SA special envoys to begin talks to end Zim political crisis
Defence Minister Nosiviwe Maphisa-Nqakula and her State Security counterpart Bongani Bongo arrived in Harare on Wednesday night.
JOHANNESBURG - South Africa's special envoys to Zimbabwe will begin talks on the crisis in the neighbouring country on Thursday morning, as the world waits to see how the political impasse will end.
Mugabe is said to be safe at home where the military is holding him and his family.
International Relations spokesperson Clayson Monyela says that all involved, including Mugabe, will be invited to the discussions aimed at ending the crisis
“I can confirm that the special envoys appointed by president Zuma have arrived in Zimbabwe, they were welcomed well. They have just been briefed at the VIP lounge.”
The British acting ambassador has been posting a series of updates on social media as the tension continues.
The United Kingdom says Zimbabweans must be able to decide on their own future in free and fair elections in line with the constitution adding that authoritarian rule should have no place in Africa.
Meanwhile, the United Nations has appealed for calm, non-violence and restraint in Zimbabwe as world leaders continue to monitor the situation.
It’s not known how many Britons are either visiting or living in Zimbabwe but it's thought to be a significant number.
The acting ambassador in Harare, Simon Thomas, has urged them to remain indoors or in their hotel rooms until the situation is clearer.
In London south, a small band of Zimbabwean exiles gathered outside of Zimbabwe’s embassy to celebrate what they hope will be the fall of Mugabe.
Most are members of the UK based charity Zimbabwe Human Rights Organisation which holds weekly protests against the abuses in their homeland. The leader says real change must follow these events.
GALLERY: On the ground in Zimbabwe
Whatever comes of South African Development Community and military intervention in Zimbabwe, some activists say there's a long road ahead for the beleaguered country.
Prominent religious leader and activist, Evan Mawarira, says that he is concerned.
Mawarira says that the involvement of the military in the transition of power in Zimbabwe is not desirable.
“The road to a new Zimbabwe is certainly not going to be fixed by the events of the last 24 to 48 hours.”

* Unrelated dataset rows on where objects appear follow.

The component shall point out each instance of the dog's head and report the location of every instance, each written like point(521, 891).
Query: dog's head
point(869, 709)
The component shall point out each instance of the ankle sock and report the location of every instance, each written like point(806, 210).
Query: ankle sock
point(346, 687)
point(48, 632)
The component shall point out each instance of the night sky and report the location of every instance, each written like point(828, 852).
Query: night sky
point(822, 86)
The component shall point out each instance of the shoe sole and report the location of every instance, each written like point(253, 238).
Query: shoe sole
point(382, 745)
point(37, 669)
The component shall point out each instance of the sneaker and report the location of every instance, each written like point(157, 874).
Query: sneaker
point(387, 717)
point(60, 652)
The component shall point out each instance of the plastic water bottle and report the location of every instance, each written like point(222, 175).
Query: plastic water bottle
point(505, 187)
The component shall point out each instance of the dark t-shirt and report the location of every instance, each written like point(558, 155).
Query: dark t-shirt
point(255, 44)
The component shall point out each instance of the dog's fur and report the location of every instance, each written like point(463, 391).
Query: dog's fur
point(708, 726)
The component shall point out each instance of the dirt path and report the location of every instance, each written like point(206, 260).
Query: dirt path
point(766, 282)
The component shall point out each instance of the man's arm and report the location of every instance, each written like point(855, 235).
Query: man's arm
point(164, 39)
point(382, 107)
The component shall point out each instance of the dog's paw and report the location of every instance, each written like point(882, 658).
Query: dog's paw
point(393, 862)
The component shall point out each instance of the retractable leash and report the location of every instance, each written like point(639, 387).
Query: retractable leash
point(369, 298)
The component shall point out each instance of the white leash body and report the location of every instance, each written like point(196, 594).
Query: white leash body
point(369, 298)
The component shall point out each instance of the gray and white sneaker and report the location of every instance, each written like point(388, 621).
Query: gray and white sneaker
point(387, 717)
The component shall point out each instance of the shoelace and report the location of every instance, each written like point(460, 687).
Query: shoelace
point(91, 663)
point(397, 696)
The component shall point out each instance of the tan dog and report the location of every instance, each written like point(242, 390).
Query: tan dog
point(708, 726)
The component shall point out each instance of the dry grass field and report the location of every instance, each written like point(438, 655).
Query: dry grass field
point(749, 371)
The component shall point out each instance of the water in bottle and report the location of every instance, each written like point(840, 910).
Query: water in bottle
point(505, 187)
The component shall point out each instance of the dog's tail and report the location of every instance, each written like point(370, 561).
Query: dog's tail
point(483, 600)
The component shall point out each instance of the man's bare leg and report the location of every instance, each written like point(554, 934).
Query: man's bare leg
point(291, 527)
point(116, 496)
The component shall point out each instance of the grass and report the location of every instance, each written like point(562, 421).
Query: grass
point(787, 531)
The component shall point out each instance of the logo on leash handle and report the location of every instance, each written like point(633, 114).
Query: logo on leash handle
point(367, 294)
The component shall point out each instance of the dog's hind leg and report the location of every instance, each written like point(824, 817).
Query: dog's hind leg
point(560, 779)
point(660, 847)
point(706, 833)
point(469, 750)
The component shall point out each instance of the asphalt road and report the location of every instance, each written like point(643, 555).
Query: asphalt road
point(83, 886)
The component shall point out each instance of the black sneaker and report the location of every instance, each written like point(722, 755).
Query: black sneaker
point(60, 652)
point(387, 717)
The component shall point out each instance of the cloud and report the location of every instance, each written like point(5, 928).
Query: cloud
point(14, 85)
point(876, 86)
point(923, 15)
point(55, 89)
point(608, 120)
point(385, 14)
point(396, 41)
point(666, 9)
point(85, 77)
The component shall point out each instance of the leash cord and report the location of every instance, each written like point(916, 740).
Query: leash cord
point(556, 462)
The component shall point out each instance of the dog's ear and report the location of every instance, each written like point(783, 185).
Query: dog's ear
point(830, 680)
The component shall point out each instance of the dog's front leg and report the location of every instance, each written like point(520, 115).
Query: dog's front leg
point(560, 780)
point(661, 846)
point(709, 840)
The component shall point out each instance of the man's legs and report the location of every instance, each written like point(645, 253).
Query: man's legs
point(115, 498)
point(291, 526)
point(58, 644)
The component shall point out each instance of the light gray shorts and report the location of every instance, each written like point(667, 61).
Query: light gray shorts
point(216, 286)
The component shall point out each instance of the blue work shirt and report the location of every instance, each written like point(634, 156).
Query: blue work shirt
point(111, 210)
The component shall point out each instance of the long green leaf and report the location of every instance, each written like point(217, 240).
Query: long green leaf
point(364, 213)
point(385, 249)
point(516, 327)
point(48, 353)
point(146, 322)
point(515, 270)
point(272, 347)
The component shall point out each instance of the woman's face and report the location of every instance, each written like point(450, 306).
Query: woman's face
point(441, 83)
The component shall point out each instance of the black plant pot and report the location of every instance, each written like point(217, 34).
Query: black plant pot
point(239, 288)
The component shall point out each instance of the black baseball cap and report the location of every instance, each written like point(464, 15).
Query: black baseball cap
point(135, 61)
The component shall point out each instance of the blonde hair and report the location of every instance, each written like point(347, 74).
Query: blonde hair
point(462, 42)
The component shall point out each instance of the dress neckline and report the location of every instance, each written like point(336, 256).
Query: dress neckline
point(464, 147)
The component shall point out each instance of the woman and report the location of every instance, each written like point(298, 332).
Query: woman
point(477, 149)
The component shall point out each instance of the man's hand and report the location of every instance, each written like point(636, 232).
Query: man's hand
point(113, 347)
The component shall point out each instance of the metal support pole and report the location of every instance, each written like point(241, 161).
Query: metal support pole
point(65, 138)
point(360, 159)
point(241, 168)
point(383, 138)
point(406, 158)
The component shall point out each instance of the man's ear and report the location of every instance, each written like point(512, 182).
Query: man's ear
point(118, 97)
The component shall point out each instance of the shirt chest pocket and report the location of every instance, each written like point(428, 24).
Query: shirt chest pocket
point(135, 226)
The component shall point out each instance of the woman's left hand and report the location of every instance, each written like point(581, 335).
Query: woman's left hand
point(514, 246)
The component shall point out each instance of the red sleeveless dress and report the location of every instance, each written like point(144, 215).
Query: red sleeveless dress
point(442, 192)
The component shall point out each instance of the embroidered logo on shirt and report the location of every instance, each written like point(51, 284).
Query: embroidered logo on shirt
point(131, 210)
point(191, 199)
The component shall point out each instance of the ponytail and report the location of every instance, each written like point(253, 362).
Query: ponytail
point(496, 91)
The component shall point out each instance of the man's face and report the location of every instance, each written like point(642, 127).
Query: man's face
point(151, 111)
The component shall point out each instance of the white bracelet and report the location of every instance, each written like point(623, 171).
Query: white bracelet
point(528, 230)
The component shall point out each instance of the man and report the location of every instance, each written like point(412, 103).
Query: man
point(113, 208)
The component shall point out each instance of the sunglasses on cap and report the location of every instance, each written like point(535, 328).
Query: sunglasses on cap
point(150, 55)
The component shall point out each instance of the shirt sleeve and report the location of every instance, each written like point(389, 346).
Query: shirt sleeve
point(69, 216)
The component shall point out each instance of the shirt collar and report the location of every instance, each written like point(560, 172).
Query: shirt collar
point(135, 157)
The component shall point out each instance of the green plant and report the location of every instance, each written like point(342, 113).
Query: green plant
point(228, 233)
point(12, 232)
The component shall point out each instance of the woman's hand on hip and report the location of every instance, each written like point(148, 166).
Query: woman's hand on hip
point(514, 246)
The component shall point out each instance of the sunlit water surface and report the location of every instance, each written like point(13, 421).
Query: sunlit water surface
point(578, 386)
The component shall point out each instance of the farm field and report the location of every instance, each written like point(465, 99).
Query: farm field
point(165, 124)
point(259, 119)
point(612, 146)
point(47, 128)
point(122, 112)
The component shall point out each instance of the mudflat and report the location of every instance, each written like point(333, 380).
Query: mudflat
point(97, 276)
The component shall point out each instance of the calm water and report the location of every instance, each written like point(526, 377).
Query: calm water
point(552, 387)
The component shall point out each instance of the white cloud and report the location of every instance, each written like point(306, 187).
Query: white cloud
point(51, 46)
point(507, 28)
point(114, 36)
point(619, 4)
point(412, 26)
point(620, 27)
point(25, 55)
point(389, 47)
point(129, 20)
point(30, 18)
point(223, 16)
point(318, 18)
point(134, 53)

He says a lot of work still needs to be done to rebuild Zimbabwe.
“We have millions of young people that need to be employed, we have hospitals that’s need to be rehabilitated. We have an economy that has been in ICU for the better part of eight years.”
He has called on Zimbabweans not to be overly excited about the actions of the military, saying that they must rather play their part in guarding and defending the country’s constitution.